4 août 2006
Après l'alcool, la déshydratation
Une simple question de bon sens, diront certains. Un aveu de culpabilité, penseront d'autres. Le champion du Tour de France, Floyd Landis, a retenu les services, hier, d'un avocat spécialisé dans les cas d'athlètes accusés de dopage... avant même que des accusations ne soient portées contre lui.
Voilà donc que les hostilités sont lancées, à deux jours du dévoilement des analyses du second échantillon d'urine qui scelleront le sort du champion. Landis n'a pas attendu pour sortir l'artillerie lourde : Howard Jacobs. L'un des avocats les plus réputés en matière de défense d'athlètes accusés de dopage. Le cycliste Tyler Hamilton- perçu par certaines personnes comme l'éventuel successeur de Lance Armstrong- l'avait engagé il y a deux ans, lorsqu'il s'était retrouvé dans pareille situation lors du Tour d'Espagne.
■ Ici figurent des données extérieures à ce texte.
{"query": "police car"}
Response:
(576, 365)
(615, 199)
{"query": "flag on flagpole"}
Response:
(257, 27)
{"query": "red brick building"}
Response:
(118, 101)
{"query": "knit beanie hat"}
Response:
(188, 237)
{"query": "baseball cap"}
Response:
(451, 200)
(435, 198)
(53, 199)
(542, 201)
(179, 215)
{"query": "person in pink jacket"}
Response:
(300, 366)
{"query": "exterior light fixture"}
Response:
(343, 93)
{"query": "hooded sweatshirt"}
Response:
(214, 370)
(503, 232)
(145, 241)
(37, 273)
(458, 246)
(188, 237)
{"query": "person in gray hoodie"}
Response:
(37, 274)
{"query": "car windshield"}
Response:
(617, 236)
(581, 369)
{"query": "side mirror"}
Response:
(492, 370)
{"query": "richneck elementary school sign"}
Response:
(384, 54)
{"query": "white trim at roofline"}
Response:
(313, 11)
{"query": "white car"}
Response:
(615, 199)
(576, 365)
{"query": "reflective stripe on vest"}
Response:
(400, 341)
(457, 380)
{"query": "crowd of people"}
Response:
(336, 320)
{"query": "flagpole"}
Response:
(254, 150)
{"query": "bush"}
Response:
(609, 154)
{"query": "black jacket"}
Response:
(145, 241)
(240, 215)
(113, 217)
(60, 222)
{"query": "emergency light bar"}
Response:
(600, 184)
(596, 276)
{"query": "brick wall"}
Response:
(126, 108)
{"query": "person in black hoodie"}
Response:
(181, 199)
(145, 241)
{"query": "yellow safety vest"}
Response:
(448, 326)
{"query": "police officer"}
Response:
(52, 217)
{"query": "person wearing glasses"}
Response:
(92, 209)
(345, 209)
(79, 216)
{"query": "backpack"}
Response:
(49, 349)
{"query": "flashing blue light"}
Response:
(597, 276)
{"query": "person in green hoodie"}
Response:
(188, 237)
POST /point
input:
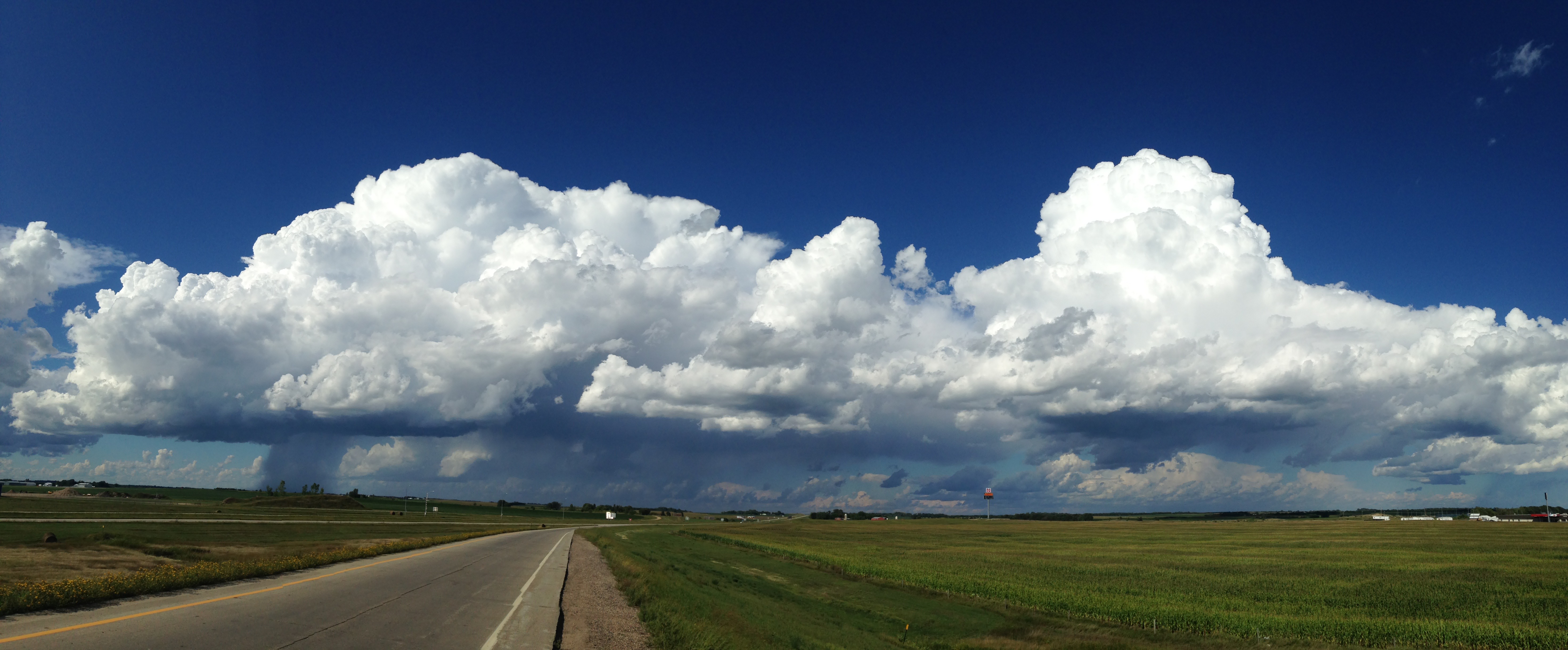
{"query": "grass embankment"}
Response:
(1349, 582)
(706, 596)
(21, 597)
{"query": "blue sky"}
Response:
(1396, 149)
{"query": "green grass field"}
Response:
(1351, 582)
(701, 596)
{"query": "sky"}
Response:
(1125, 257)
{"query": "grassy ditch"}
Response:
(21, 597)
(705, 596)
(1406, 583)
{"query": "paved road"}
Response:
(264, 521)
(490, 593)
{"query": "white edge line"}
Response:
(518, 604)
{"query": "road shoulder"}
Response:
(595, 615)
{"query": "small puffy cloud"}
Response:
(738, 494)
(457, 463)
(1522, 62)
(360, 461)
(896, 478)
(970, 478)
(35, 262)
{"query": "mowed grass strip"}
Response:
(1349, 582)
(21, 597)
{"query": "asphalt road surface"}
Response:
(491, 593)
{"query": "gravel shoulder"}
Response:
(595, 613)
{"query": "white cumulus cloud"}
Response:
(1153, 320)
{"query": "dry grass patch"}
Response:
(60, 563)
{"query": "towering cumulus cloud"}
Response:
(448, 297)
(35, 262)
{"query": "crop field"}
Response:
(695, 594)
(1348, 582)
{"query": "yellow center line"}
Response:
(228, 597)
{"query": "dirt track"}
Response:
(595, 613)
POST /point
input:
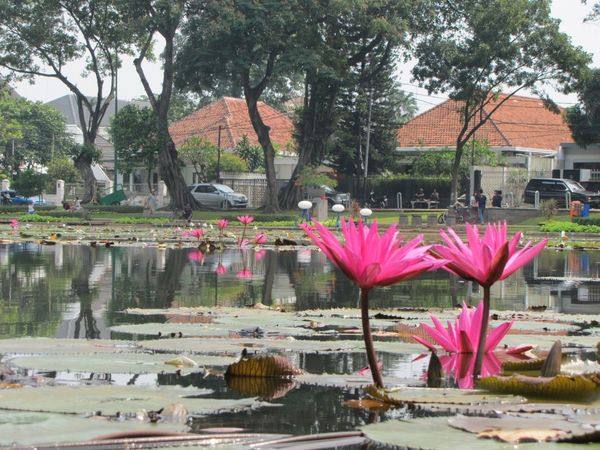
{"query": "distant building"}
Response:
(522, 130)
(228, 118)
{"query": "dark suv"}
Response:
(557, 188)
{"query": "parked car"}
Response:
(557, 189)
(16, 199)
(332, 195)
(218, 196)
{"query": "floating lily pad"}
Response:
(435, 434)
(429, 395)
(218, 345)
(578, 388)
(117, 363)
(112, 399)
(520, 428)
(28, 428)
(28, 345)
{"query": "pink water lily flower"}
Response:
(372, 260)
(260, 239)
(244, 273)
(197, 233)
(246, 220)
(485, 260)
(196, 256)
(463, 335)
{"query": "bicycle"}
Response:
(461, 214)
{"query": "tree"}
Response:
(199, 153)
(476, 49)
(441, 163)
(350, 43)
(32, 133)
(29, 183)
(251, 154)
(136, 139)
(163, 18)
(39, 38)
(584, 118)
(377, 110)
(250, 42)
(62, 168)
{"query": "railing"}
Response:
(399, 200)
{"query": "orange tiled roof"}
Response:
(232, 115)
(519, 122)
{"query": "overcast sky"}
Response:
(570, 12)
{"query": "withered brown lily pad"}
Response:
(262, 366)
(434, 433)
(526, 428)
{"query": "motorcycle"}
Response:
(377, 202)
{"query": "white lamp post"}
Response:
(338, 209)
(365, 213)
(305, 206)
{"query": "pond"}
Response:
(80, 291)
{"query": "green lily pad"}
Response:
(29, 428)
(448, 396)
(434, 433)
(117, 363)
(112, 399)
(235, 346)
(30, 345)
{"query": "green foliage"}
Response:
(475, 49)
(571, 227)
(584, 118)
(548, 208)
(252, 154)
(62, 168)
(38, 218)
(30, 133)
(311, 176)
(200, 153)
(135, 137)
(408, 186)
(29, 183)
(390, 108)
(229, 163)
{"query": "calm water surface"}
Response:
(77, 291)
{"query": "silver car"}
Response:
(218, 196)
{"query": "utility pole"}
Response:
(116, 110)
(219, 156)
(367, 144)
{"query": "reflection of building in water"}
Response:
(572, 279)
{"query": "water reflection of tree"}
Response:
(81, 288)
(33, 291)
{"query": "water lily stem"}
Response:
(371, 356)
(483, 332)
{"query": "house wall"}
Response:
(572, 156)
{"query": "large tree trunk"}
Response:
(83, 163)
(316, 128)
(262, 131)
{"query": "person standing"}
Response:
(151, 203)
(497, 199)
(481, 201)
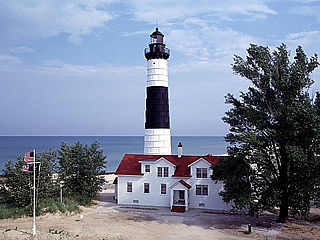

Journée faste pour Landis, donc, qui a aussi offert hier une nouvelle version- la cinquième en sept jours- pour justifier le taux de testostérone anormalement élevé détecté dans un échantillon d'urine prélevé lors du Tour de France. Après en avoir rejeté le blâme sur la prise de cortisone pour soulager des douleurs à la hanche, puis sur un problème de métabolisme, puis de glande thyroïde et enfin, sur la bière et le whisky avalés la veille, le cycliste montre maintenant du doigt la déshydratation.
Sa logique est simple : la testostérone serait plus concentrée dans l'urine d'un homme assoiffé... Mais pas implacable. À l'instar de chacune des excuses avancées précédemment, celle-ci laisse encore les experts sceptiques. Christiane Ayotte affirme qu'en 25 ans de carrière, elle n'a jamais vu rien de semblable. « Si la déshydratation pouvait augmenter autant le taux de testostérone, alors tous les marathoniens afficheraient toujours des taux anormalement élevés. Et les joueurs de tennis aussi. »
Quelques athlètes ont déjà eu la même idée que Landis pour assurer leur défense. « Mais, à ma connaissance, aucun d'eux n'a obtenu gain de cause », dit Mme Ayotte. Et les chances sont bien minces pour que la tendance soit renversée cette fois: la testostérone trouvée dans le premier échantillon est d'origine synthétique. Même en suant toute l'eau de son corps, Floyd Landis n'aurait pas pu transformer sa propre testostérone, sécrétée par ses testicules, par de la testostérone synthétique produite en laboratoire.
Bien sûr, Landis peut attaquer la validité du test de spectrographie qui a permis de déterminer la nature de la testostérone présente dans les échantillons. Mais même s'il obtient son annulation, il devra encore composer avec le fil des événements. Qui ne colle pas avec la thèse de la déshydratation. Landis est probablement l'athlète qui a le moins souffert du soleil de plomb sous lequel s'est déroulée la 18e étape du Tour de France, à l'issue de laquelle les échantillons incriminants ont été prélevés. Landis s'est échappé du peloton dès le 45e kilomètre de la course et a terminé seul les 125 km restants. Il avait donc plus facilement accès au ravitaillement en eau et en boissons désaltérantes fournies par la voiture de son équipe, la Phonak.
« Cela m'a avantagé », avait même affirmé Landis au fil d'arrivée. Les caméras de télévision l'ont montré à plusieurs reprises s'aspergeant le visage d'eau, puis la gourde aux lèvres.
Pourquoi, alors présenter un argument si facile à réfuter ? C'est une tactique de l'avocat Howard Jacobs, dit Mme Ayotte, un brin exaspérée. « Il fait de la pêche pour brûler les experts. Il va émettre plusieurs hypothèses pour nous forcer à nous prononcer sur chacune d'elle dans les journaux. Et ensuite, au tribunal, il essaiera d'attaquer notre objectivité... Mais les faits sont les faits. Si les tests confirment que la testostérone est synthétique, il y a dopage, point. »
Dans ces circonstances, Mme Ayotte entrevoit les prochaines semaines en « montagnes russes ». Cela bien sûr, si le résultat des analyses du premier échantillon (A) est confirmé, demain, par celui de l'échantillon B. Dans ce cas, Landis risque de devenir le premier champion du Tour de France détrôné pour une affaire de dopage. La cause sera alors portée devant l'Agence américaine d'antidopage, qui pourrait l'exclure de la compétition pour deux ans. À l'inverse, si l'échantillon B blanchi Landis, le cas tombe à l'eau. Et le champion restera - sur papier - champion.